Er sah sich um. Hier in diesem Raum konnte er zwar keine Kamera entdecken, aber er war sich sicher, dass draußen die Tiefgarage überwacht wurde. Er musterte kurz die Gerätschaften in der Nische. Vielleicht konnte er notfalls irgendetwas als Waffe benutzen, obwohl er davon ausging, dass in der nächsten Zeit niemand den Raum betreten würde, weil der Clan-Chef ja auf ein Ergebnis durch Jamals Verhör wartete. Eine Art Brechstange schien ihm geeignet. Mit einem letzten Blick auf den toten Jamal verließ er das Labor.

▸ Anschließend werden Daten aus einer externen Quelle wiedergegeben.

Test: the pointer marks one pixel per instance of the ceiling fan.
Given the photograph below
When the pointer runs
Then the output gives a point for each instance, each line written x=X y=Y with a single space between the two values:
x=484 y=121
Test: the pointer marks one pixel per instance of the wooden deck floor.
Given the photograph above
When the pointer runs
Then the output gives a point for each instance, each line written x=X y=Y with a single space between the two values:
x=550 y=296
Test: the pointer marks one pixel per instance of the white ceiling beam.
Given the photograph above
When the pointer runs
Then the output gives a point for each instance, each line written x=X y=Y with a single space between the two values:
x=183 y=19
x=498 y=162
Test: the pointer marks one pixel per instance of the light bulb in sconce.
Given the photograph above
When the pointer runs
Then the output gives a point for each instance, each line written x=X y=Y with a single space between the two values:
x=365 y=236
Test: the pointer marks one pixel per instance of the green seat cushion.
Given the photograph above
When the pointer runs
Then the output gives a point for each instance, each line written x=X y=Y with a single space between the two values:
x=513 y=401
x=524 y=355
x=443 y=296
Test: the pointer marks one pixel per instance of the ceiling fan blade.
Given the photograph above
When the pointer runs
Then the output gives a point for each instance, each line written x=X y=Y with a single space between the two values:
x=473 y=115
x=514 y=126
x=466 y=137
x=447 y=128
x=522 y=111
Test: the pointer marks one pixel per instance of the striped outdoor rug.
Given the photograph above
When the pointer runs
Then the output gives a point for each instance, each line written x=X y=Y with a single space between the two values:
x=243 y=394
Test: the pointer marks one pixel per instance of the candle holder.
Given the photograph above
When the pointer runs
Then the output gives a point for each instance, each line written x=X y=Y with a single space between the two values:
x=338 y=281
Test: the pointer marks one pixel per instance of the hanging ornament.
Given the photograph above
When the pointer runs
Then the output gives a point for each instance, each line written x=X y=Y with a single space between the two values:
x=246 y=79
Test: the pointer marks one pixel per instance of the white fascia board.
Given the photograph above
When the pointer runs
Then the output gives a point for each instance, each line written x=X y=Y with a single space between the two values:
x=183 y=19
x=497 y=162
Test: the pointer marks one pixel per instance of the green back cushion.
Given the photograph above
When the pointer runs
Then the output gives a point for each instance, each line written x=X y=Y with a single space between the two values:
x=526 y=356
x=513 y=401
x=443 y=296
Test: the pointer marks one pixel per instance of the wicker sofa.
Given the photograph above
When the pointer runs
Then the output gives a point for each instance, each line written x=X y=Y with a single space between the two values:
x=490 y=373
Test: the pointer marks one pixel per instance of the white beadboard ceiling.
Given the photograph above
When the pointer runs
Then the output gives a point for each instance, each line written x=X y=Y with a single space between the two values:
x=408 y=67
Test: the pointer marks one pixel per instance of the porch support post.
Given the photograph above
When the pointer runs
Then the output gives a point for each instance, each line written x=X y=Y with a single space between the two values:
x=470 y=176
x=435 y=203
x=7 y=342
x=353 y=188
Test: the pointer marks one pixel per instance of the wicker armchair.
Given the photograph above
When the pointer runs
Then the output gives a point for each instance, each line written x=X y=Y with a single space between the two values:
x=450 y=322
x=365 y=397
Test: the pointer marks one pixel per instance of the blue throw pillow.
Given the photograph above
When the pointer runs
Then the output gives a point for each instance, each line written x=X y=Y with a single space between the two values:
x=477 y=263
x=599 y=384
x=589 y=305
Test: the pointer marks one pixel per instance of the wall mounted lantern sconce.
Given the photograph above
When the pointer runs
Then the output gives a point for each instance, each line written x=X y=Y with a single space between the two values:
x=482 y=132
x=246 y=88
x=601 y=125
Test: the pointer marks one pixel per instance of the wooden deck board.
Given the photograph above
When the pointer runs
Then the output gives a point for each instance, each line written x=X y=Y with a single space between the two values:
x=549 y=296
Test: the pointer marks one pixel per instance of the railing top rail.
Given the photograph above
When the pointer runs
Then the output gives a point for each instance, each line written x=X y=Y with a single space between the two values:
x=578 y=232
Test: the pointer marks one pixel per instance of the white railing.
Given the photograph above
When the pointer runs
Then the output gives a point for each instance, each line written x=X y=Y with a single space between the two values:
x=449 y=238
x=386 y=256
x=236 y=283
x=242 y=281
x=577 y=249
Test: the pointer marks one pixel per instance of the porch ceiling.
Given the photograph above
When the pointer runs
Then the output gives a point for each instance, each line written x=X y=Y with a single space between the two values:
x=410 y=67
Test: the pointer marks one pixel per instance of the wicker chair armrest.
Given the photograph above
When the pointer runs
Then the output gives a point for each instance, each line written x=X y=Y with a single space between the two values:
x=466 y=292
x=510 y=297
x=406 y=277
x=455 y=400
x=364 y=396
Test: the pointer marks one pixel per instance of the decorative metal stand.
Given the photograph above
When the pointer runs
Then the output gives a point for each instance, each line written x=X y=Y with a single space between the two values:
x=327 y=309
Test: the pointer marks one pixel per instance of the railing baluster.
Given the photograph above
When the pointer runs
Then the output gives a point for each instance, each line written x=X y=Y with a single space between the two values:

Die Tiefgarage war menschenleer, es brannte nur eine Notbeleuchtung. Ein Blick zur Ausfahrt zeigte ihm, dass es draußen dunkel war. Durch die Betäubung hatte er sein Zeitgefühl völlig verloren. Als die beiden Kahlköpfe ihn überrumpelten, war es früher Nachmittag gewesen. Eilig verließ er seine Deckung. Sofort sprangen an der Decke Neonröhren an. Bewegungsmelder, dachte er, dann sprintete er los. Die Ausfahrt war durch ein Gitter verschlossen. Ein Stück davor hing ein Kabel von der Decke herab. Er zog hastig daran und das Gitter setzte sich zügig in Bewegung. Einen Augenblick später war es so weit offen, dass er sich darunter durchrollen konnte. Die Dunkelheit schützte ihn vor den Blicken vorbeifahrender Autofahrer. Jetzt konnte er sich orientieren. Das Gebäude befand sich, wie er wusste, in einem Industriegebiet am Rande von Aschaffenburg. Er war sich sicher, dass er während seiner Flucht von verschiedenen Überwachungskameras aufgenommen worden war. Das konnte er jetzt aber nicht ändern. Fahdi öffnete das Handy. Wie erwartet war es mit dem Fingerabdruck des Besitzers verschlüsselt. Wie bei allen Mobiltelefonen konnte man aber, ohne sich einzuloggen, einen Notruf über die 110 absetzen. Er wählte. Als sich die Einsatzzentrale meldete, gab er folgende Nachricht durch:

„Achtung! Dies ist ein Notruf der Priorität eins von einem Agenten im Außeneinsatz. Mein Deckname ist Fahdi. Verständigen Sie bitte umgehend das LKA München, Kriminaldirektor Seebach, dass ich enttarnt wurde. Ich fahre mit einem Taxi zur Autobahnraststätte Spessart, in Fahrtrichtung Würzburg. Er soll mich am dortigen Kinderspielplatz abholen lassen. – Ich wiederhole nochmals: Das ist ein Notruf und kein Fake.“

Er unterbrach das Gespräch. Mit einem Ruck öffnete er den Deckel des Handys, entfernte den Akku und die SIM-Karte. Das Telefon und den Akku ließ er in einen Gully fallen. Die SIM-Karte rieb er über eine raue Hauswand, dann warf er sie auf die Ladefläche eines vorbeifahrenden Lasters, der Erdaushub transportierte. Er war sich sicher, dass die al-Asmani-Familie über Möglichkeiten verfügte, die Handys ihrer Leute zu orten. Jetzt jedoch nicht mehr. Anschließend warf er das Brecheisen mit Schwung in ein Gebüsch.